Il mettait l’accent sur le fait que l’humanité est une ; que toutes les différences sont transitoires et non pas intrinsèques à notre nature ; que les êtres humains traversent toute une variété d’expériences au cours de différentes vies, comme celles d’être homme puis femme, noir puis blanc, riche puis pauvre, beau puis laid, tout cela n’étant rien d’autre que « des vêtements différents que vous mettez et ôtez alternativement. »


En 1949, Meher Baba entra dans une phase qu’il appela la Vie Nouvelle, durant laquelle il parcourut l’Inde avec un petit groupe de ses disciples femmes et hommes les plus proches jusqu’en 1952. Pendant cette vie « d’impuissance et de désespérance complètes », Baba voyageait incognito et le groupe devait mendier sa nourriture et son hébergement, reposant uniquement sur la générosité des autres qui, pour beaucoup, n’avaient aucune idée de qui était Meher Baba.

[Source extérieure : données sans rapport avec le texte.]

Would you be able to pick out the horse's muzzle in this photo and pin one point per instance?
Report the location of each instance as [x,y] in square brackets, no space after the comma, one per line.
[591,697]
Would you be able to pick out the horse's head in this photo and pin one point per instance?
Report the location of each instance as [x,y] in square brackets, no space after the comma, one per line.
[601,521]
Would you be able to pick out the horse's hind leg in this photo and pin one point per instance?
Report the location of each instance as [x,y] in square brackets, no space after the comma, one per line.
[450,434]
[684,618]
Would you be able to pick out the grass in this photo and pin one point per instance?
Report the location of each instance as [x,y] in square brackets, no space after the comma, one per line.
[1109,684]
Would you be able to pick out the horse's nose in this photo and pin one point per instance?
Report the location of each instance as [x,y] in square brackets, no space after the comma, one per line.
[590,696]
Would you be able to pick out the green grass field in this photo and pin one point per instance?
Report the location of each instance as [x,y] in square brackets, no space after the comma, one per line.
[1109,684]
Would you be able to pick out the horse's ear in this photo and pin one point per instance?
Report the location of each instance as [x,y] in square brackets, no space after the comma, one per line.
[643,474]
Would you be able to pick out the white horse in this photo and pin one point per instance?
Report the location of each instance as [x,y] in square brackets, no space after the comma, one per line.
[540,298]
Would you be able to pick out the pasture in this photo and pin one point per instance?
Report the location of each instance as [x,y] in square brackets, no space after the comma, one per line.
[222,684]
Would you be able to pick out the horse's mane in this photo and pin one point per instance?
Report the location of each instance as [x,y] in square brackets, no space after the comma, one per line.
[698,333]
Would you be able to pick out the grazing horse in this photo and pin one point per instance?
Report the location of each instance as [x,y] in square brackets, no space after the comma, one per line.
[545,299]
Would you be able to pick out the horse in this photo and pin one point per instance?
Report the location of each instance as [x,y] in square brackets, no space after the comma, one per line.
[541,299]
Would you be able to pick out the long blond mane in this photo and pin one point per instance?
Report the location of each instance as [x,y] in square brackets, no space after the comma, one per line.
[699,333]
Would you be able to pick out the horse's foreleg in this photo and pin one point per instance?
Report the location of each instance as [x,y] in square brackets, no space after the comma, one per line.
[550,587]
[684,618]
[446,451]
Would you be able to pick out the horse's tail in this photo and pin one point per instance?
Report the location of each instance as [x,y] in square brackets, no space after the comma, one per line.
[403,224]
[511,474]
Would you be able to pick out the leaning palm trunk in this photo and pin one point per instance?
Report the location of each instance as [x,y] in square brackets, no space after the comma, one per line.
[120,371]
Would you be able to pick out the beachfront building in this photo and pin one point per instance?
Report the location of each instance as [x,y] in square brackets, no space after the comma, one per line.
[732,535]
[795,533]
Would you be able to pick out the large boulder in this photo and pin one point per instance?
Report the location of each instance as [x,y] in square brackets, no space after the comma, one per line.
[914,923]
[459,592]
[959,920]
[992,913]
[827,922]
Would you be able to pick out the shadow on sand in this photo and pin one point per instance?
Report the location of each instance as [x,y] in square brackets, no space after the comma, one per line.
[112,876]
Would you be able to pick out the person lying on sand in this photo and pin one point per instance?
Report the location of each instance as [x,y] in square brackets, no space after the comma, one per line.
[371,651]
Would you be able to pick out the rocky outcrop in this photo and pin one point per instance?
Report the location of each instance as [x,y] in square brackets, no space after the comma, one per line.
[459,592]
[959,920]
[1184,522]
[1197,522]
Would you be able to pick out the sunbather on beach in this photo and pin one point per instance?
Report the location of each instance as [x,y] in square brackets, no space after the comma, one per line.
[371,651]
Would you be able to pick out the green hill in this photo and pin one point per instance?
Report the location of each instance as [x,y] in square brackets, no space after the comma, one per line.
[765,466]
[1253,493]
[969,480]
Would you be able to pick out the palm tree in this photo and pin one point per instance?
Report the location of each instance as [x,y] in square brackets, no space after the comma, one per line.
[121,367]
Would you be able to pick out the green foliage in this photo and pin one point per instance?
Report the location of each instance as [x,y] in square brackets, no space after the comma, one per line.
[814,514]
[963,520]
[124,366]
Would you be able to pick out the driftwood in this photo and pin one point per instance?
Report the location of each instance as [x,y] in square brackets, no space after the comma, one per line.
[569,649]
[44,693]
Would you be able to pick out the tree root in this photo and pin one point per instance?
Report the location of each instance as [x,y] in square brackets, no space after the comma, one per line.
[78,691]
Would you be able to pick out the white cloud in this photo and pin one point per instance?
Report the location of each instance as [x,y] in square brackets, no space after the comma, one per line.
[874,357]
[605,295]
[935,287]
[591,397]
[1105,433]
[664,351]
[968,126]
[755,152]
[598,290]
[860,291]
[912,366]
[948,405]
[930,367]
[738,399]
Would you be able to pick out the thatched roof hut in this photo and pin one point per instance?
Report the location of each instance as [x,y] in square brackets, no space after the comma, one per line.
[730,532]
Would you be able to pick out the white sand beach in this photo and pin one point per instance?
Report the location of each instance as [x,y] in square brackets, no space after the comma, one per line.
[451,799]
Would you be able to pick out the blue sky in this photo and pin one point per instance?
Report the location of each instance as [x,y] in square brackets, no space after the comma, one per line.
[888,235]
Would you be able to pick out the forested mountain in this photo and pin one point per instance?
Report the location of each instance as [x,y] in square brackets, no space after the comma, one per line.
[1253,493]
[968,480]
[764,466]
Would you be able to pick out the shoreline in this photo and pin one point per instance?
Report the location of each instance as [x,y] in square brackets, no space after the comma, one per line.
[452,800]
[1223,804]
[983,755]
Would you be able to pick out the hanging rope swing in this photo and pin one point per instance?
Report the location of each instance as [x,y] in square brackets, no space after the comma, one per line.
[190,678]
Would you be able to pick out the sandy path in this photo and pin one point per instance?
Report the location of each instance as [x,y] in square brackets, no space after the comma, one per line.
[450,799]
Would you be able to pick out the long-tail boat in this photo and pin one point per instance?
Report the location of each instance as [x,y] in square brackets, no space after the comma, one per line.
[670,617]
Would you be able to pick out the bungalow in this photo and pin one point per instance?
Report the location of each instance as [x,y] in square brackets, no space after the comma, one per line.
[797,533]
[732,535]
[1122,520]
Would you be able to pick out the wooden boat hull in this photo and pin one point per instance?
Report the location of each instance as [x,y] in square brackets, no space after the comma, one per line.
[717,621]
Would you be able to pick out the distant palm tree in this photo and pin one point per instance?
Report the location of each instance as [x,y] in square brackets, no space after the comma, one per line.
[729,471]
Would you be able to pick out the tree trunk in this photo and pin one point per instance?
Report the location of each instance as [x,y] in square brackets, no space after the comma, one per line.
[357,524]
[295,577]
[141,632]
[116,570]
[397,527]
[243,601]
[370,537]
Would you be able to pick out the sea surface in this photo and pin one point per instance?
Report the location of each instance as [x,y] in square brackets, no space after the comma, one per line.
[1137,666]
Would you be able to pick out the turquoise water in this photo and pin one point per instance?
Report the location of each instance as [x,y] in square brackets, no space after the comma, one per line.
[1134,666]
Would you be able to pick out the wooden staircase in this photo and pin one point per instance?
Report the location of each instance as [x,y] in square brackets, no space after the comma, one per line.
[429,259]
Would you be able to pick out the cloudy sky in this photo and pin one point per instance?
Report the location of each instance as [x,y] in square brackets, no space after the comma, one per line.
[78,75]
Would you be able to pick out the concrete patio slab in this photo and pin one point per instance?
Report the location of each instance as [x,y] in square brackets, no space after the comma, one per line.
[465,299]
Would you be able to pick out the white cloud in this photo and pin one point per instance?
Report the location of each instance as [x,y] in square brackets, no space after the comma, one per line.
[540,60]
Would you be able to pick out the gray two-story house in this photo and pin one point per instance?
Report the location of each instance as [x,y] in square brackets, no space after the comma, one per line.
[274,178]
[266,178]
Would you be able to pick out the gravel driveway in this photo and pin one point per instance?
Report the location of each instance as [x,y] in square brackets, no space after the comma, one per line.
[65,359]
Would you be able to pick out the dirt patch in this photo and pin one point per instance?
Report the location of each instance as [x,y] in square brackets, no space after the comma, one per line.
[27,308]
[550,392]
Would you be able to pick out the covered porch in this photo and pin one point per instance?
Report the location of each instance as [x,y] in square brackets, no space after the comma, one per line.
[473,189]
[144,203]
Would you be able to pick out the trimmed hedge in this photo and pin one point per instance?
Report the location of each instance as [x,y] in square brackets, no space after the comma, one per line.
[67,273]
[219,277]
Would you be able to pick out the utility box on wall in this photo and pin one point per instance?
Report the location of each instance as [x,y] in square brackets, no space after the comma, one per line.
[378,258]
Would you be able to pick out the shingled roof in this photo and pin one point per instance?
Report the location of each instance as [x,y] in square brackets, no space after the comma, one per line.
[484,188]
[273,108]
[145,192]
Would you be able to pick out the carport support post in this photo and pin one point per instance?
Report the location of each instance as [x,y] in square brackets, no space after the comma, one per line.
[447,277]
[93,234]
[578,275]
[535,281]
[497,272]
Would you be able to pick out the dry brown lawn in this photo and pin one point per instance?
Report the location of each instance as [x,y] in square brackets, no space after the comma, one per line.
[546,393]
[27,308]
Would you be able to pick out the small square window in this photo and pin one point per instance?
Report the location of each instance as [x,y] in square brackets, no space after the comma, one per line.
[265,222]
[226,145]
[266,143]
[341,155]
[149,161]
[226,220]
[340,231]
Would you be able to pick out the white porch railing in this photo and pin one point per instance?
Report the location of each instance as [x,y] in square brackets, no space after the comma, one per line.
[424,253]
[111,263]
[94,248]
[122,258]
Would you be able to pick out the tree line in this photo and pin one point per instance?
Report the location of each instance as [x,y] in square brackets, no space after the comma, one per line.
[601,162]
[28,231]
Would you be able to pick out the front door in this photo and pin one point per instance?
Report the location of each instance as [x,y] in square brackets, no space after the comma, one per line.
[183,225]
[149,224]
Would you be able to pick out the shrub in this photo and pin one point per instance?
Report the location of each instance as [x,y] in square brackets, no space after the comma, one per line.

Peu après la fin de la Vie Nouvelle, Baba retourna aux États-Unis en 1952 et, à Prague dans l‘Oklahoma, il subit le premier des deux accidents de voiture au cours desquels il eut des os brisés. Plus tard, il a dit : « Je me suis physiquement brisé les os afin de briser la colonne vertébrale de l’aspect matériel de l’Âge de la Machine, tout en gardant intact son aspect spirituel. » Le second accident, qui eut lieu à Satara, en Inde, en 1956, laissa Baba avec une hanche si broyée que les docteurs pensaient qu’il ne pourrait jamais remarcher. Cependant, il y parvint, en dépit d’une grande difficulté et d’une énorme souffrance.

Meher Baba a expliqué que l’Avatar, dont Zoroastre, Rama, Krishna, le Bouddha, Jésus et Mahomet sont des incarnations précédentes, est le même Ancien, celui qui vient sur la terre pour donner, par son amour divin, une poussée spirituelle à l’humanité.

Lorsque Meher Baba quitta son corps terrestre en 1969, le télégramme suivant fut adressé à tous ses disciples de par le monde : « L’Avatar Meher Baba a quitté son corps physique à midi le 31 janvier, à Meherazad, pour vivre éternellement dans le cœur de tous ceux qui l’aiment ». Il est enterré dans le Samadhi (tombe-sanctuaire) à Meherabad, qui est maintenant un lieu de pèlerinage pour les gens du monde entier.